SOMETIMES YOU get the 3 days' rest and sometimes the 3 days' rest gets you, or something like that.

This World Series has come down to two managers, Joe Girardi and Charlie Manuel, two men and two fundamental decisions they have made about how to use their pitching staffs. The contrast is rarely this stark and now there is no turning back.

Girardi has gambled on stressing his best arms. Manuel has calmly counted on the depth of his staff. Girardi has sent out CC Sabathia and A.J. Burnett on short rest and now seen Burnett blow up on him, giving the Phillies their opening. Manuel resisted the temptation to force the issue with Cliff Lee in Game 4 and was rewarded with resuscitation by Lee in Game 5, in what turned out to be a wild, 8-6 victory.

Now Andy Pettitte will likely pitch for the Yankees in Game 6 on short rest. Now Pedro Martinez will pitch for the Phillies on regular rest.

And the Phillies can see daylight.

Manuel has been second-guessed, exhaustively. Forget that almost nobody wanted to deal with the predicate: that if Lee pitched Game 4 on short rest instead of Joe Blanton, Blanton still would have had to pitch Game 5. The only question was the order.

Manuel made this unspoken calculation: that the risk of starting Lee on short rest for the first time in his career was greater than the risk that his team would be irreparably demoralized if it fell behind in the series by three games to one. It was absolutely the right call. To do anything else would have been to panic.

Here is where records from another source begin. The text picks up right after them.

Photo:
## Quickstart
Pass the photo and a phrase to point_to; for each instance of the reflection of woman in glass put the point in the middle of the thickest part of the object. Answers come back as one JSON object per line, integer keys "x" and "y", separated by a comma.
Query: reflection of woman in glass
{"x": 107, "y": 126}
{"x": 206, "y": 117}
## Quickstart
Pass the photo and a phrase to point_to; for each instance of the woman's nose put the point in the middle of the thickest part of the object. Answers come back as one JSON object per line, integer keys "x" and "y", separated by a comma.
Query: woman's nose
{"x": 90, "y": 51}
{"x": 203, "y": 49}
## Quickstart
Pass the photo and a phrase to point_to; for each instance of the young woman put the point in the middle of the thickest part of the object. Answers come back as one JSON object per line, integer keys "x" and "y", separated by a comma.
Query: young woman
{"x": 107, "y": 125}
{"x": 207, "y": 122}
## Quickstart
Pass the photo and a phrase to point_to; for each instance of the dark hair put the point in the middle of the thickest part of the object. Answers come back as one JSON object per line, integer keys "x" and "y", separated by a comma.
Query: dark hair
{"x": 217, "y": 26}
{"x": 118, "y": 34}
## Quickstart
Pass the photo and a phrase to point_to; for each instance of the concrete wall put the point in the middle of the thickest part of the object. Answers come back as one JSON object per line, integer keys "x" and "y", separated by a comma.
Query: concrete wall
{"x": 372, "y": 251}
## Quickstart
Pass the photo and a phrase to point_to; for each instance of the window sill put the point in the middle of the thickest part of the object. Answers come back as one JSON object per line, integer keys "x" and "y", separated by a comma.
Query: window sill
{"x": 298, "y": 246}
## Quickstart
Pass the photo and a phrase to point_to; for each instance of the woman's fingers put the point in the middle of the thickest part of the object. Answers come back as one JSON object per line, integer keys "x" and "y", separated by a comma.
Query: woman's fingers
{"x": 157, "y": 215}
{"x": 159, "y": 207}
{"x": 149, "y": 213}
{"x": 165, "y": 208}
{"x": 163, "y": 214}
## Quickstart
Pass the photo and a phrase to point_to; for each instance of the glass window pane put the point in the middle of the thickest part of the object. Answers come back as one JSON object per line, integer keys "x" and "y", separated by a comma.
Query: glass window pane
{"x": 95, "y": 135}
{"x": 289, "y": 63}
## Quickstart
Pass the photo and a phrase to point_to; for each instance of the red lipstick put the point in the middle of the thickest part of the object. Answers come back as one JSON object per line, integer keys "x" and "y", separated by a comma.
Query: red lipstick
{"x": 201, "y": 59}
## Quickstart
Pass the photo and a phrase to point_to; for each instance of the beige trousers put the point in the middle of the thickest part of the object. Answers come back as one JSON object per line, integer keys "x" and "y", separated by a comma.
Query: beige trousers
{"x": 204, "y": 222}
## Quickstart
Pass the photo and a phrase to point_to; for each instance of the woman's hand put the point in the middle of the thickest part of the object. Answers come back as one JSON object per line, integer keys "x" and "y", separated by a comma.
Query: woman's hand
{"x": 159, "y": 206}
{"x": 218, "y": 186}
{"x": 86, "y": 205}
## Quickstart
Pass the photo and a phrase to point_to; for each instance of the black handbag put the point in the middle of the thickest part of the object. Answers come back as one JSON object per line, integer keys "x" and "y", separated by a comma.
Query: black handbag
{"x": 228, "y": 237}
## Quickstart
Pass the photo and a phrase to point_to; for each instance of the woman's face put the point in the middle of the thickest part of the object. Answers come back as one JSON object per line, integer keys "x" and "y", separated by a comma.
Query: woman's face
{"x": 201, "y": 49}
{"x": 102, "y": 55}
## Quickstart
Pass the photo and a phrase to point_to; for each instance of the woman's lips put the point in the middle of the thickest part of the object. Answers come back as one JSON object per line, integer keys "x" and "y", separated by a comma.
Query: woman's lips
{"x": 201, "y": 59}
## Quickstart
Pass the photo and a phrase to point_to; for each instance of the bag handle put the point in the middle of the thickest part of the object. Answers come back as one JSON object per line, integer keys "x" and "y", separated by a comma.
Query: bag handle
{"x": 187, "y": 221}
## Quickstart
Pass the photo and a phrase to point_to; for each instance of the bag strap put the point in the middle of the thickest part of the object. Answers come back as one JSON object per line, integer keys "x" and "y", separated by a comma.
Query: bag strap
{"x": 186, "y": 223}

Yet the second-guessing resounded.

"That doesn't bother me," Manuel said. "Like I said, I've seen it both ways. I've seen it work, and I've seen it not work . . .

"If we would have pitched Lee [in Game 4] and he would have won, we'd still need to win today's game. I mean, that's kind of the way I look at it. And who's to say that if Lee pitches tonight and we win, who's to say - he might pitch again."

And after watching Lee give the Phillies seven reasonable innings (five runs), and watching Burnett completely go ka-boom, failing to get an out in the third inning before departing, Manuel's words just hang there:

I've seen it work and I've seen it not work . . .

After the Yankees won Game 4 and took their 3-1 series lead, Girardi did have a decision. With his hard-earned cushion, the question was if he would insert lightly used starter Chad Gaudin into the Game 5 slot, moving Burnett back to Game 6.